Open Source Tools and Archive for Tackling Misinformation on ChatApps in India
Submitted by Keshav Joshi (@kmjoshi) via Tarunima Prabhakar (@flicker91) on Thursday, 7 November 2019
Session type: Short talk of 20 mins
Tattle is a civic tech project in India that is creating an archive of content circulated on WhatsApp and other chat apps, and building open source tools to navigate this archive. Such an archive is useful for research on information networks as well as for increasing the efficiency and reach of fact checking efforts. One of Tattle’s goals is opening the archive, even if in a limited scope, to the general public.
We will describe some of the challenges in data collection on encrypted platforms; and our approach for different kinds of search operations (duplicate, approximate, semantic) on multi-lingual and multi-media content. We will conclude with some of the ethical considerations in doing this work.

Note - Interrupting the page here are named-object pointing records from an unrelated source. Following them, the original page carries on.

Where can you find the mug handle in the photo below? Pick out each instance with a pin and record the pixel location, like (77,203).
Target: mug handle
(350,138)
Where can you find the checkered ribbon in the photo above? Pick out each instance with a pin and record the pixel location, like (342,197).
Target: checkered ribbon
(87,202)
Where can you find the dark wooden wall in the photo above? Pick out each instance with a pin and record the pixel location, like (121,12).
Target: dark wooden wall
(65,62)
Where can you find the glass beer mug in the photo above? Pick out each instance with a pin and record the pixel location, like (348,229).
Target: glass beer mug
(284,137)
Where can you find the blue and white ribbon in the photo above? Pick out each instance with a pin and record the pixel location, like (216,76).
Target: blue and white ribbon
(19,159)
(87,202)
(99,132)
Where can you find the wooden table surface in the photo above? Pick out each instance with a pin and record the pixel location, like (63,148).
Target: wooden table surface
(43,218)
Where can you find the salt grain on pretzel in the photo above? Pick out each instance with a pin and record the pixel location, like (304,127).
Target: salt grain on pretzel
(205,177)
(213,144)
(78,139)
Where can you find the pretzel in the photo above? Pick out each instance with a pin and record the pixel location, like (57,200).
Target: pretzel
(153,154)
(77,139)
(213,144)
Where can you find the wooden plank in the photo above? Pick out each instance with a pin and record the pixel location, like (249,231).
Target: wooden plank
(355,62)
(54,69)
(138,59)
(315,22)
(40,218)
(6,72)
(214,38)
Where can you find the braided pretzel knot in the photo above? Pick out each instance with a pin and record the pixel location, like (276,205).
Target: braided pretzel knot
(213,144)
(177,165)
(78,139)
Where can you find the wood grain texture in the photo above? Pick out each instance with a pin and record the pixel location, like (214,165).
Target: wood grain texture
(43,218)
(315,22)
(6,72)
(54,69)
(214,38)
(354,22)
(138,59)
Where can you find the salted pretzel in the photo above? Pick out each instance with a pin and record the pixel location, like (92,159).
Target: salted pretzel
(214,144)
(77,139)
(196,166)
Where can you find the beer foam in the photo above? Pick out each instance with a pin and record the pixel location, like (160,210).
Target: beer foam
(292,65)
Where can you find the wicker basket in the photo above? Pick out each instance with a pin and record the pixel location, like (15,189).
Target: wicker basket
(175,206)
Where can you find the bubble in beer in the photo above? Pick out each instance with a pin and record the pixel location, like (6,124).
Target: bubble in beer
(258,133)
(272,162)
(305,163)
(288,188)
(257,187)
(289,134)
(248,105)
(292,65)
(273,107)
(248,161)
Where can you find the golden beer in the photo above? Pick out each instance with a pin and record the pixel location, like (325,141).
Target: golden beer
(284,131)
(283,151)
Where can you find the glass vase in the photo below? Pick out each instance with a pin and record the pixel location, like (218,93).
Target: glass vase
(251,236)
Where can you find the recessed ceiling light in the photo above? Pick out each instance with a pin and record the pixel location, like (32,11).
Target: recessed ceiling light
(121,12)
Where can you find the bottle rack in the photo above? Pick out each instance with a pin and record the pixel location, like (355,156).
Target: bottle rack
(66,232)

- Motivation and Goals of the Project
- How does it aim to affect the misinformation challenge in India
- Data Collection
- Ways of collecting media from Chat Apps
- Collecting media from allied sources (fact checking websites)

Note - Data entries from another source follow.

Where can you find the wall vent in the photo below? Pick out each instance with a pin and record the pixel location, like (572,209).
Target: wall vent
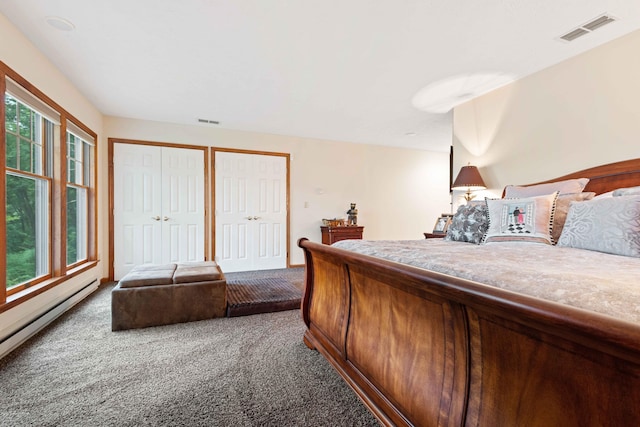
(213,122)
(590,26)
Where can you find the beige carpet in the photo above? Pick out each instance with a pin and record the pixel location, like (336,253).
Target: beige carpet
(240,371)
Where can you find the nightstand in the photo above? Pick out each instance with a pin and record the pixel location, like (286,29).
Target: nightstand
(331,235)
(433,236)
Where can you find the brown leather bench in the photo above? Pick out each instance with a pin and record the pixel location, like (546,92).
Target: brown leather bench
(153,295)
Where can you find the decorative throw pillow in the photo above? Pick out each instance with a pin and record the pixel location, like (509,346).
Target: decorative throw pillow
(562,187)
(469,223)
(610,225)
(562,207)
(521,220)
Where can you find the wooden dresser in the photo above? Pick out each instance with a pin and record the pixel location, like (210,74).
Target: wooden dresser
(334,234)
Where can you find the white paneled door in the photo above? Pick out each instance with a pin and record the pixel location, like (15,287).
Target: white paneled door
(158,205)
(250,211)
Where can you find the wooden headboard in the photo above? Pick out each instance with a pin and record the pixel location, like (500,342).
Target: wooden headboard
(607,177)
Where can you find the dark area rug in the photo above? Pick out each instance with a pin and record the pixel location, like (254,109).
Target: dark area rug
(266,291)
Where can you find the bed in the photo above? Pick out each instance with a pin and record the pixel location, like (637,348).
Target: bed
(442,343)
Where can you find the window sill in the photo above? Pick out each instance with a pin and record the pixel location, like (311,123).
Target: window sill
(37,289)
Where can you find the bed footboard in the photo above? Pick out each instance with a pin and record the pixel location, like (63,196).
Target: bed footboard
(422,348)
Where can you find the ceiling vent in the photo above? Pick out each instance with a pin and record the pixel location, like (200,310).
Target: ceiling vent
(590,26)
(213,122)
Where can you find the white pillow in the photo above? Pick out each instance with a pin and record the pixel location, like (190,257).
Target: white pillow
(610,224)
(562,187)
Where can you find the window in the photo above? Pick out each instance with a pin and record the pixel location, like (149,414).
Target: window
(27,193)
(48,207)
(78,181)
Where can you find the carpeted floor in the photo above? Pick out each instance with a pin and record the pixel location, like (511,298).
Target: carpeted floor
(241,371)
(265,291)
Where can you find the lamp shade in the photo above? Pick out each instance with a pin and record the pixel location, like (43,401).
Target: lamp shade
(467,178)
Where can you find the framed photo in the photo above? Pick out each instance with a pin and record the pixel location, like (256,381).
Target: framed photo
(442,223)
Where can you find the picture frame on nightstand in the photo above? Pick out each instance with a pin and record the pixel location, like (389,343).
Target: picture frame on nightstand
(442,223)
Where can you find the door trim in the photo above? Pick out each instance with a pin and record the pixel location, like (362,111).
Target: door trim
(205,150)
(287,156)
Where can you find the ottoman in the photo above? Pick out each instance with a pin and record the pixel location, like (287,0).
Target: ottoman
(153,295)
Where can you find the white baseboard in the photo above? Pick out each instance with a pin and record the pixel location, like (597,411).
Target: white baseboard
(36,325)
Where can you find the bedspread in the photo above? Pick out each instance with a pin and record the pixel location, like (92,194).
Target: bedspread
(607,284)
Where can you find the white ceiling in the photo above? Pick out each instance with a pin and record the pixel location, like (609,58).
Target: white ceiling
(344,70)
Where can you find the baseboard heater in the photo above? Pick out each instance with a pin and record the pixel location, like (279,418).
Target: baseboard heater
(12,341)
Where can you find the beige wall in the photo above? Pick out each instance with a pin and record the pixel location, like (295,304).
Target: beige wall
(399,192)
(19,54)
(579,113)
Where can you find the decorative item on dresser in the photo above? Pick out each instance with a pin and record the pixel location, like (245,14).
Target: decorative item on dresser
(442,223)
(433,235)
(331,235)
(439,332)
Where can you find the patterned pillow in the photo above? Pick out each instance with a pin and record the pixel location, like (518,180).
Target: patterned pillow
(562,208)
(521,220)
(468,224)
(610,225)
(563,187)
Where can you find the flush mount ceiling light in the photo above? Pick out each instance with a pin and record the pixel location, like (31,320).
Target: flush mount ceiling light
(441,96)
(60,23)
(589,27)
(207,121)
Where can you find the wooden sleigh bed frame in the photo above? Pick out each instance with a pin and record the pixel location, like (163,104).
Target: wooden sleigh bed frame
(458,353)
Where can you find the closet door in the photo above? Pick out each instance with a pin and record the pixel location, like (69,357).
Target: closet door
(158,205)
(251,211)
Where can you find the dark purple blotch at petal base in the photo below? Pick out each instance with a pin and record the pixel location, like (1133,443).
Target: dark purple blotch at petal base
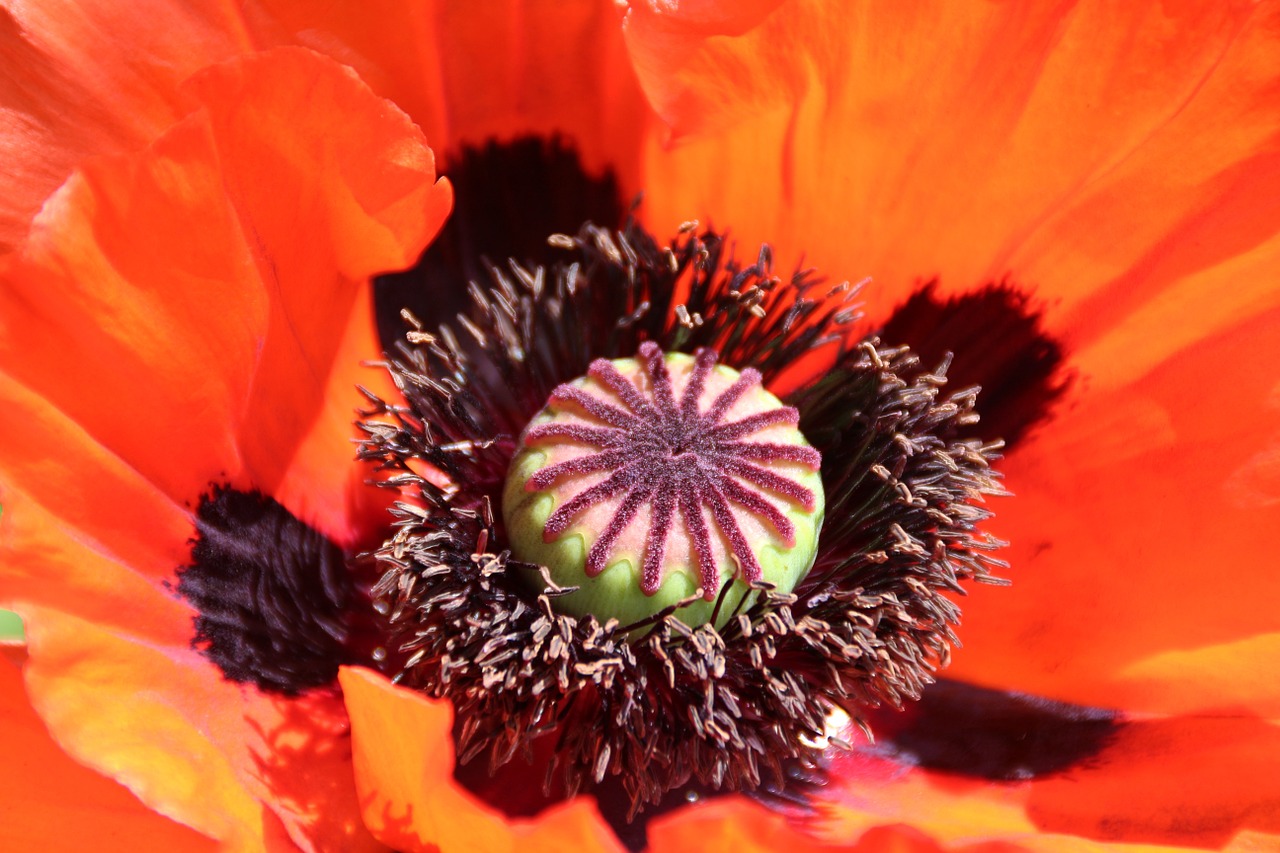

- Data Processing (Tools to navigate the archive)
- Duplicate Detection
- Approximate Search
- Semantic Search
- Use of embeddings over hashing
- Ethical Considerations in this work
- Consent frameworks for data collection
- Managing access and use
- Managing violent and pornographic content
An interest in misinformation!
Keshav Joshi is a data scientist @Tattle working to bring together an archive of misinformation and keep developing the data science stack. Keshav has several years of experience as a data scientist/researcher/lecturer, with two Masters in Physics & CS from Georgia Tech.